JVP on the other hand realises that the country has to break away from this corrupt, ethno-religious prism by bringing in systemic reforms. Mainstream media, local and foreign business interests, and international managers of open economies are obviously not going to support AKD and are campaigning to sideline his party. This is why JVP is forced to depend totally on grass root support, and that will be its strength.
JVP is not talking about Buddhist rights or Hindu, Christian and Muslim rights, but rights of citizens within a democratic polity. So far it has kept away from identity politics played by other parties. Is there anything better for the minorities than this? With equality and justice for all, and honesty and accountability for rulers, Sri Lankan politics can turn over a new leaf under this people-powered movement.
In the meantime, opportunist leaders of Tamil and Muslim parties are once again talking about ‘conditional support’ to either UNP or SLPP. What happened to the conditional support extended so far? Voters should be aware that behind the so-called conditional support is not the concern about community welfare and national development but personal status and privileges of leaders. Do Tamils and Muslims want to be duped by these charlatans once more?
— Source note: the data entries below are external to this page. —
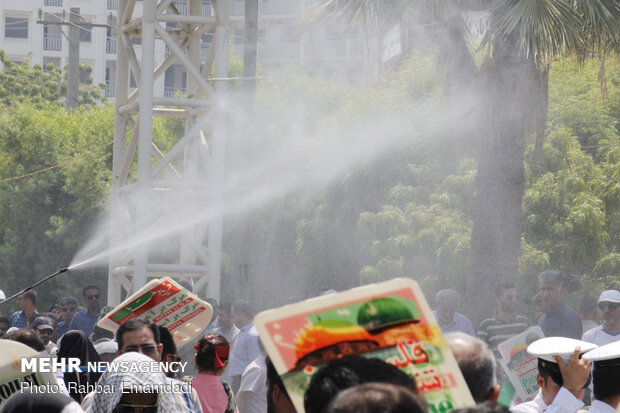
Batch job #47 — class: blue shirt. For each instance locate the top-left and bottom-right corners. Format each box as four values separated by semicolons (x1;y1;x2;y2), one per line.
11;310;39;328
433;310;476;337
538;300;582;340
69;308;99;336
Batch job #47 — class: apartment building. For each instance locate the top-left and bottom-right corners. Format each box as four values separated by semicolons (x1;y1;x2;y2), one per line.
0;0;372;97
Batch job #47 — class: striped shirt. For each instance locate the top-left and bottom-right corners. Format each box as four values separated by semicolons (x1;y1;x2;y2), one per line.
476;315;532;350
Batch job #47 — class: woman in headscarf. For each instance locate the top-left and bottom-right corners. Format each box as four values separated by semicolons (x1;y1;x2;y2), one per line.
0;387;84;413
58;330;101;403
192;334;237;413
82;351;181;413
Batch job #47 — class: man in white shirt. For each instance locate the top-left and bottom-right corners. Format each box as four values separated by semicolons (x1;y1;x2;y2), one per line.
510;337;593;413
583;341;620;413
583;290;620;346
228;301;260;393
235;343;267;413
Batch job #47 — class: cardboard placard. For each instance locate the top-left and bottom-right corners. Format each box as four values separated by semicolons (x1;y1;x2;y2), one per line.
254;278;474;413
97;277;213;348
497;326;545;403
0;339;61;406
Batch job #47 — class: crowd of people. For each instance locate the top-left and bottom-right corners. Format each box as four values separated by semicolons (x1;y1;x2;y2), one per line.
0;270;620;413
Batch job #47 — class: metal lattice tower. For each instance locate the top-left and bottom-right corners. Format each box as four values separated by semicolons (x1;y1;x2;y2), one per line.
108;0;232;305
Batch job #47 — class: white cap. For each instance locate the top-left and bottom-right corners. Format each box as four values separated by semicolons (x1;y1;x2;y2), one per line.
527;337;598;364
583;341;620;361
597;290;620;303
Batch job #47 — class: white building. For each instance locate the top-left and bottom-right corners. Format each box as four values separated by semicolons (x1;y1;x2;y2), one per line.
0;0;369;97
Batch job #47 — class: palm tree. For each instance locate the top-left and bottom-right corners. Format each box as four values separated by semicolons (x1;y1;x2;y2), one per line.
310;0;620;320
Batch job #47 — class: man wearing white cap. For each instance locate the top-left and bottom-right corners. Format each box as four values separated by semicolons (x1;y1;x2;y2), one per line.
510;337;596;413
583;290;620;346
583;341;620;413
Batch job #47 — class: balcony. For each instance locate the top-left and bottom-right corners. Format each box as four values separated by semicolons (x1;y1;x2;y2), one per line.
105;82;116;98
43;33;62;51
105;39;116;54
164;86;185;98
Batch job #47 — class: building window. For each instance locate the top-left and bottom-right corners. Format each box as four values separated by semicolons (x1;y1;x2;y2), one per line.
4;17;28;39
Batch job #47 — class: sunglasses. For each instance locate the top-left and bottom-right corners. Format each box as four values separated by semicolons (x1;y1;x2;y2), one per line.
123;344;157;356
114;403;157;413
598;302;620;311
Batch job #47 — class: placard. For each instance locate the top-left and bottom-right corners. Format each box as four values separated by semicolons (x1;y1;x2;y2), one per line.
97;277;213;348
254;278;474;413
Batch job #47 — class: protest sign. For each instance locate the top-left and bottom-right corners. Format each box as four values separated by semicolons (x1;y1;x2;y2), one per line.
0;340;60;406
254;278;474;413
97;277;213;348
497;326;545;402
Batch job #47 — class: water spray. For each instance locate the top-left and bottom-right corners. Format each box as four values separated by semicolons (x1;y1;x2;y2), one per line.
0;267;69;305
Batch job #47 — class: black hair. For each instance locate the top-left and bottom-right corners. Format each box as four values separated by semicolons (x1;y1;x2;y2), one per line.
116;318;159;350
196;334;230;370
82;284;101;295
327;383;426;413
158;326;177;359
4;328;45;351
24;290;37;305
452;401;510;413
592;359;620;400
60;297;77;310
304;355;417;413
495;281;516;298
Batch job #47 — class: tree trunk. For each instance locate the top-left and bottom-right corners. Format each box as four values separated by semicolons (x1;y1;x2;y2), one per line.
464;33;535;325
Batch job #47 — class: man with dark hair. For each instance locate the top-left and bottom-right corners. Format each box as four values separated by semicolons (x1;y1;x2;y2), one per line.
477;282;532;358
82;318;202;413
69;285;101;336
583;341;620;413
0;315;11;338
58;297;78;337
445;333;499;403
433;289;476;336
265;357;296;413
11;290;39;328
583;290;620;346
326;383;426;413
538;270;583;340
304;355;417;413
228;301;260;393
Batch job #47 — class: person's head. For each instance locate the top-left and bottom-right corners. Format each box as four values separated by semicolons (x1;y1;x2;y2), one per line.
327;383;426;413
0;315;11;338
217;303;233;331
596;290;620;333
86;352;173;413
82;284;101;313
435;289;459;322
4;328;45;351
265;357;295;413
194;334;230;376
495;282;519;314
453;401;510;413
17;290;37;312
32;317;54;345
116;318;162;361
304;355;417;413
231;301;254;328
60;297;78;324
445;333;499;403
538;270;566;309
158;326;181;377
One of these politicians even floated the idea of nominating a Muslim to contest for presidency. This was the climax of his political stupidity and sure to drive his community to commit political suicide. Therefore, let the minority votes at the forthcoming contest be a protest vote against UNP, SLPP and SLFP, but in favour of JVP. If that happens this people-powered movement is destined to make a major impact on Sri Lankan politics if not immediately at least in the near future. If minorities wake up to this reality, they can create history and help saving the nation.
(The writer is attached to the School of Business and Governance, Murdoch University, Western Australia.)